Finally, negative PLSR loadings of the features related to happiness and subjective well-being may be specific to the study cohort, as these findings do not agree with some previous research [107–109]. On the other hand, our results agree with the study linking excessive optimism or optimistic thinking to lower cognitive performance in memory, verbal fluency, fluid intelligence, and numerical reasoning tasks, and suggesting that pessimism or realism indicates better cognition [110]. The concept of realism/optimism as indicators of cognition is a plausible explanation for a negative association between the g-factor and friendship satisfaction, as well as a negative PLSR loading of feelings that life is meaningful, especially in older adults who tend to reflect more on the meaning of life [111]. The latter is supported by the study showing a negative association between cognitive function and the search for the meaning of life and a change in the pattern of this relationship after the age of 60 [112]. Finally, a UK Biobank study found a positive association of happiness with speed and visuospatial memory but a negative relationship with reasoning ability [113].

How well does MRI capture the predictive relationship between cognition and mental health?

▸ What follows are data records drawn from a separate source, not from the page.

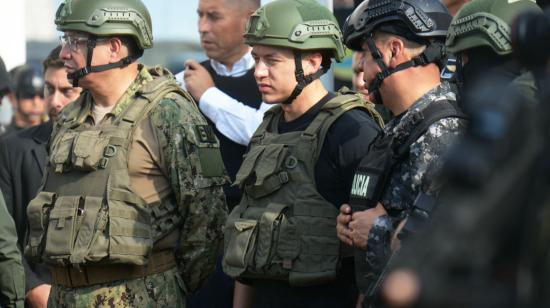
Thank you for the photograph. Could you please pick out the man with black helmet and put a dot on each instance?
(27, 99)
(131, 207)
(403, 45)
(299, 166)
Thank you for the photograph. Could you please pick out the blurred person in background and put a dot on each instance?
(23, 156)
(27, 98)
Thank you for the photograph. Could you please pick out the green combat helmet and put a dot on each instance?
(301, 25)
(105, 18)
(486, 23)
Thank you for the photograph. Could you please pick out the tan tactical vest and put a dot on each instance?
(283, 229)
(87, 211)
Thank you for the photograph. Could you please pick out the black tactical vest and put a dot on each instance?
(373, 172)
(283, 229)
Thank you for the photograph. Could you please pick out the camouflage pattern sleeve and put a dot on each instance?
(191, 155)
(426, 152)
(409, 177)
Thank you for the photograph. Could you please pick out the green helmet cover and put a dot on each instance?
(107, 18)
(486, 23)
(297, 24)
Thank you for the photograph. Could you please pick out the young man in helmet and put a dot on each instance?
(298, 169)
(402, 56)
(131, 207)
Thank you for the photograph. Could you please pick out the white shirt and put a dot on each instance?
(232, 118)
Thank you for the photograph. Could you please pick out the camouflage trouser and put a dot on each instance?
(158, 290)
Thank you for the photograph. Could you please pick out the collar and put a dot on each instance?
(239, 68)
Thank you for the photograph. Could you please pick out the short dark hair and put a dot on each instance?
(53, 60)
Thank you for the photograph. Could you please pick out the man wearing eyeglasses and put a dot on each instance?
(22, 160)
(132, 206)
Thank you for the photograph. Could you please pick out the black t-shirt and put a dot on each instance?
(346, 143)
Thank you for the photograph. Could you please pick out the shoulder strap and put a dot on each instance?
(422, 121)
(150, 96)
(269, 116)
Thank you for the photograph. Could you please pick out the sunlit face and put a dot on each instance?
(58, 91)
(221, 28)
(74, 53)
(274, 72)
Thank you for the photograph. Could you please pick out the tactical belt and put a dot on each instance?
(71, 277)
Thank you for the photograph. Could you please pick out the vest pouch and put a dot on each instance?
(90, 151)
(270, 172)
(278, 241)
(240, 246)
(130, 228)
(62, 229)
(61, 152)
(87, 247)
(37, 215)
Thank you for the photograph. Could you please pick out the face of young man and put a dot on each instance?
(274, 72)
(58, 91)
(31, 109)
(221, 27)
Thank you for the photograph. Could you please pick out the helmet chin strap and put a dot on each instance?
(91, 44)
(432, 54)
(302, 80)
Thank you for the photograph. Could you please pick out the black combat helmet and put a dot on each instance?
(416, 20)
(28, 83)
(422, 21)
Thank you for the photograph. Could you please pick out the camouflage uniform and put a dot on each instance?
(201, 210)
(408, 178)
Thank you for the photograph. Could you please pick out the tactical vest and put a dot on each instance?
(87, 211)
(373, 174)
(283, 229)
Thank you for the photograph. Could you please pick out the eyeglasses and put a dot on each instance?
(74, 41)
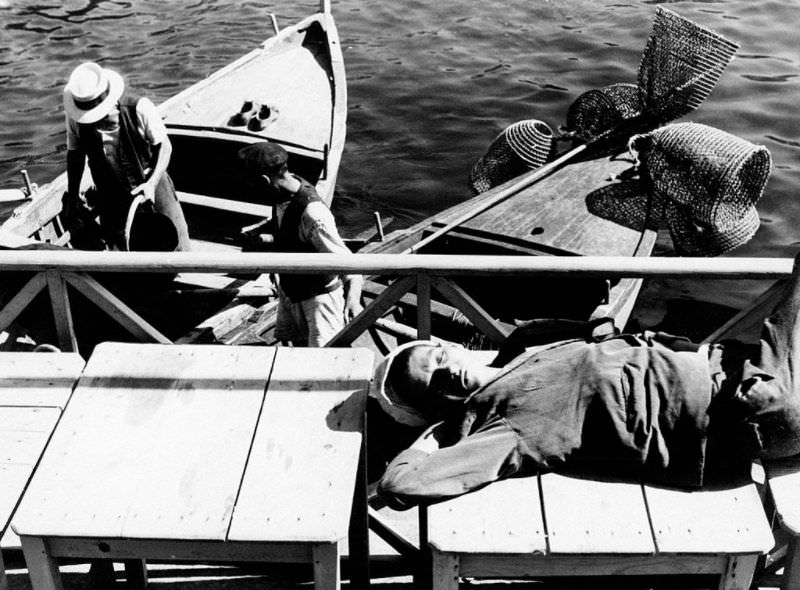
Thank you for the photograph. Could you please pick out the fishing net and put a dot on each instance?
(681, 63)
(520, 147)
(603, 109)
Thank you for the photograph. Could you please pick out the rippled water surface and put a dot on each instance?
(430, 85)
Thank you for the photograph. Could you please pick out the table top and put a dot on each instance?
(204, 443)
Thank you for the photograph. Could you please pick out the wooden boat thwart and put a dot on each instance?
(298, 74)
(550, 217)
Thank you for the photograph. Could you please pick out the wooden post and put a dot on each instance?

Consistent with previous studies, we show that MRI data predict individual differences in cognition with a medium-sized performance (r ≈ 0.4) [15–17, 28, 65, 114, 115]. This provides us confidence in using MRI to derive quantitative neuromarkers of cognition. Neural indicators of cognition derived from rsMRI and sMRI neuroimaging phenotypes explain approximately a third of this link (29.8% and 31.6%, respectively), whereas multimodal neural indicators of cognition derived from all neuroimaging phenotypes account for almost half (48%) of the variance in the cognition-mental health relationship. Yet, combining all neuroimaging phenotypes from three MRI modalities allowed us to explain the highest proportion of the variance in cognition that mental health captures.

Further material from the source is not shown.